4 February 2013
Traditionally, the flow of conversion applications tends to be a four step process; enter an input amount, select units of input, select units of output, see computed result. The design of Amount (currently priced at $0.99) is designed such that the third step is eliminated entirely.
How? The app just doesn’t bother to ask, acts ignorant, and presents every conversion it can. It’s a very well-executed tradeoff. The user-facing cost to showing all conversions at once is very minor1, yet the gain is huge. The number of actions the user has to take (when compared to the naive process described above) is slashed by a quarter; anywhere you can reduce user input on mobile device is extremely beneficial. Also, in many circumstances, knowing the other conversions will be helpful — a double bonus.
What’s unfortunate is that the rest of the app is not up to the same standard of brilliance.
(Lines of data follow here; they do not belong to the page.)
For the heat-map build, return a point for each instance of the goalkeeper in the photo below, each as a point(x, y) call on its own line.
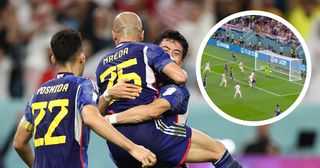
point(267, 70)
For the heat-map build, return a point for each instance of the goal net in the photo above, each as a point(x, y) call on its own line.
point(278, 63)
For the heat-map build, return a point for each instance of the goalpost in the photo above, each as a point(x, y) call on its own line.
point(278, 63)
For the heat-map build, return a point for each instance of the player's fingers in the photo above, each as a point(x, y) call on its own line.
point(131, 90)
point(125, 80)
point(129, 97)
point(128, 85)
point(152, 159)
point(137, 91)
point(145, 162)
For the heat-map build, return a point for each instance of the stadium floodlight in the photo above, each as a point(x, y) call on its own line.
point(279, 63)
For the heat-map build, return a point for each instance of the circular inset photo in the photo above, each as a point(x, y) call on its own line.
point(253, 68)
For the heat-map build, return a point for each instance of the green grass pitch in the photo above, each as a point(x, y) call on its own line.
point(257, 103)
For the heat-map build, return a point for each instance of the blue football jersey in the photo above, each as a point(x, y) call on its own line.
point(60, 136)
point(178, 97)
point(139, 62)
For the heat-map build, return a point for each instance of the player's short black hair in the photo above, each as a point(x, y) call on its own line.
point(174, 35)
point(65, 45)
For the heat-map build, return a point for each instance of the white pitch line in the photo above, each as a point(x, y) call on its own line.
point(251, 68)
point(289, 94)
point(254, 86)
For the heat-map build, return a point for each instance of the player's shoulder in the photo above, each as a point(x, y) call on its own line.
point(79, 80)
point(172, 88)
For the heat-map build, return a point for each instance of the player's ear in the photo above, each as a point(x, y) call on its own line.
point(53, 60)
point(141, 36)
point(181, 62)
point(114, 37)
point(82, 58)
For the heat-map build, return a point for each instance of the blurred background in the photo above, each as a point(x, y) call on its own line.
point(26, 27)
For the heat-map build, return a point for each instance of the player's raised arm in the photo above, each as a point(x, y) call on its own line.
point(173, 100)
point(121, 90)
point(86, 103)
point(140, 113)
point(163, 63)
point(21, 141)
point(96, 122)
point(174, 72)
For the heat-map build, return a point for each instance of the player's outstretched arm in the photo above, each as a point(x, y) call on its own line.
point(140, 113)
point(122, 89)
point(174, 72)
point(96, 122)
point(21, 142)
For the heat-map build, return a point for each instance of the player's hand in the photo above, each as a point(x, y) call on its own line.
point(124, 90)
point(143, 155)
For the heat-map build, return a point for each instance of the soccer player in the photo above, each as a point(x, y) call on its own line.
point(223, 80)
point(205, 82)
point(241, 66)
point(60, 112)
point(233, 55)
point(267, 70)
point(207, 67)
point(277, 111)
point(225, 66)
point(231, 73)
point(251, 78)
point(140, 63)
point(237, 90)
point(173, 100)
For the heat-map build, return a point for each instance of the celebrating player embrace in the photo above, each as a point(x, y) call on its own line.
point(59, 114)
point(173, 143)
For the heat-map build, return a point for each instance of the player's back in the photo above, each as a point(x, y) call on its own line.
point(139, 62)
point(178, 97)
point(60, 137)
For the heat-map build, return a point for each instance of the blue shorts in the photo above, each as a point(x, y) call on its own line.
point(168, 140)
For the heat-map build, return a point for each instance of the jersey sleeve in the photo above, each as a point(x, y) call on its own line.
point(87, 94)
point(27, 117)
point(157, 58)
point(27, 112)
point(178, 97)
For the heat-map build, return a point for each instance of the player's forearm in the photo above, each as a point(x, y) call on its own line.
point(25, 154)
point(99, 125)
point(21, 142)
point(143, 113)
point(102, 105)
point(174, 72)
point(134, 115)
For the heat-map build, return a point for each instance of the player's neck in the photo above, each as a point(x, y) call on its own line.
point(69, 68)
point(127, 39)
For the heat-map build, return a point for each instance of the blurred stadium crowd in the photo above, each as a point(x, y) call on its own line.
point(27, 25)
point(265, 26)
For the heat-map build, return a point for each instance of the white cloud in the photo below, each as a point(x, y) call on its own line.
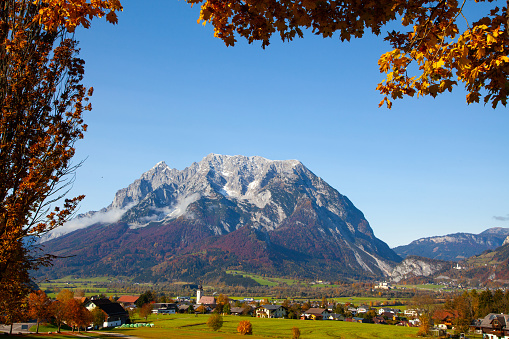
point(86, 220)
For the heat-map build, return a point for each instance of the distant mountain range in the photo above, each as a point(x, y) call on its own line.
point(225, 212)
point(455, 247)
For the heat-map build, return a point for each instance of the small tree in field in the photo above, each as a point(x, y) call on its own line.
point(145, 310)
point(215, 321)
point(295, 333)
point(39, 307)
point(245, 327)
point(98, 317)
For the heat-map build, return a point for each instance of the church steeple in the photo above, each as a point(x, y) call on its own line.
point(199, 294)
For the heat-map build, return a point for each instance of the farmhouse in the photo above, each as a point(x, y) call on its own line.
point(116, 315)
point(271, 311)
point(316, 314)
point(383, 285)
point(495, 326)
point(127, 300)
point(383, 310)
point(164, 308)
point(204, 300)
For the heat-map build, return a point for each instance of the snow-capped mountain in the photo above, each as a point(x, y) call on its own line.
point(290, 219)
point(457, 246)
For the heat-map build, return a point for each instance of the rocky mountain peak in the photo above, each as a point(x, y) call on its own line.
point(278, 207)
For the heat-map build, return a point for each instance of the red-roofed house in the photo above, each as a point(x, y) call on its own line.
point(127, 300)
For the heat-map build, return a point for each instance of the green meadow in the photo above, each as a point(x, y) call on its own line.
point(190, 326)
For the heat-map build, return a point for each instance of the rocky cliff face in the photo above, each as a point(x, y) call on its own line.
point(292, 219)
point(414, 266)
point(456, 246)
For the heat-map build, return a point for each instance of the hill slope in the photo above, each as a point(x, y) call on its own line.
point(456, 246)
point(225, 212)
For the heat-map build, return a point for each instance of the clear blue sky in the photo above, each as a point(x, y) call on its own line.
point(166, 89)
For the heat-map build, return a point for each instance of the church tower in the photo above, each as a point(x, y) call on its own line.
point(199, 294)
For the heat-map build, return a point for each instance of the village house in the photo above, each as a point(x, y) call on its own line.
point(383, 310)
point(412, 313)
point(164, 308)
point(316, 314)
point(127, 300)
point(271, 311)
point(205, 300)
point(445, 318)
point(495, 326)
point(116, 315)
point(379, 320)
point(362, 309)
point(336, 316)
point(247, 310)
point(352, 310)
point(383, 285)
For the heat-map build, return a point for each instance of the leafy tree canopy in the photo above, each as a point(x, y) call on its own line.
point(430, 38)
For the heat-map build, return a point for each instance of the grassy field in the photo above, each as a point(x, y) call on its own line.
point(190, 326)
point(266, 281)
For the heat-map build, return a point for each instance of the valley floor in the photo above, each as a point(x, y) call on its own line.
point(191, 326)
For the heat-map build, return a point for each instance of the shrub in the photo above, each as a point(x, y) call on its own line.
point(295, 333)
point(215, 322)
point(245, 327)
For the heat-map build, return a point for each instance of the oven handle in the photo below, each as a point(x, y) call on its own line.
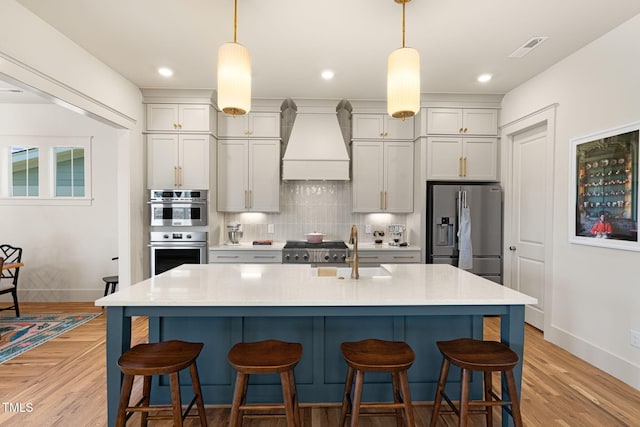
point(169, 203)
point(180, 245)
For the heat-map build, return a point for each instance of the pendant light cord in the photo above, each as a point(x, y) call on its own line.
point(235, 21)
point(403, 5)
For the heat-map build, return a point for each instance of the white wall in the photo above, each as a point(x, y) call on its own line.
point(34, 54)
point(66, 249)
point(595, 291)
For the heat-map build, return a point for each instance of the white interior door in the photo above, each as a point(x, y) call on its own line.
point(530, 202)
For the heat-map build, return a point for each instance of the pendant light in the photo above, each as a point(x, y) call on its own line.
point(234, 74)
point(403, 79)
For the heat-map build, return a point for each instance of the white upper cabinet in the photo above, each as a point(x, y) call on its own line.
point(381, 126)
point(251, 125)
point(179, 117)
point(248, 176)
point(462, 121)
point(473, 159)
point(178, 161)
point(382, 176)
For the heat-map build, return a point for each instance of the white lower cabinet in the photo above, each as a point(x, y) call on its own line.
point(382, 176)
point(178, 161)
point(473, 159)
point(248, 256)
point(248, 176)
There are weird, obtuse long-press gestures to delete and copy certain computations.2 On iOS, the normal expectation is that long presses offer extra context-sensitive options. In Amount, the action of a long press is dependent on where the finger presses on the cells. For apparently no logical reason, long presses on the left and right are converted into delete and copy, respectively. I’m a strong believer in destructive actions requiring two-step processes, particularly when the action to perform is abnormal and uncommon3.
I also think the app has suffered from animation overload. The bar button items are animated, which is actually kind of cool, but its mixed in with so much other stuff it slows you down and becomes a chore to navigate between screens4. You lose your sense of place as every screen fades to white as it transitions off screen. There is an annoying pulse when you tap on cells. It just feels like too much for an app idiom that I believe should be about straightforwardness and immediacy.
To top it off, I don’t really like the chosen typeface, and the name is stupid: it begs to be pluralised.
1 There will be a slight efficiency penalty because the user will have to scan the list to find the actual result they were looking for.
2 There is also some form of favouriting functionality in the app, where you can “star” units. After many attempts, I still don’t quite understand the purpose of starring. In addition, “starring” is an odd choice of label, because I can’t find a star image anywhere in the UI.
3 Look at the default iOS deletion behaviour. It requires a swipe, and then a confirmation tap to commit. The destructive consequences of the action are also denoted by the strong ‘danger red’ colour of the button.
4 One of the reasons I liked Convertible so much is because it keeps everything on one screen. There is no navigation stack to worry about.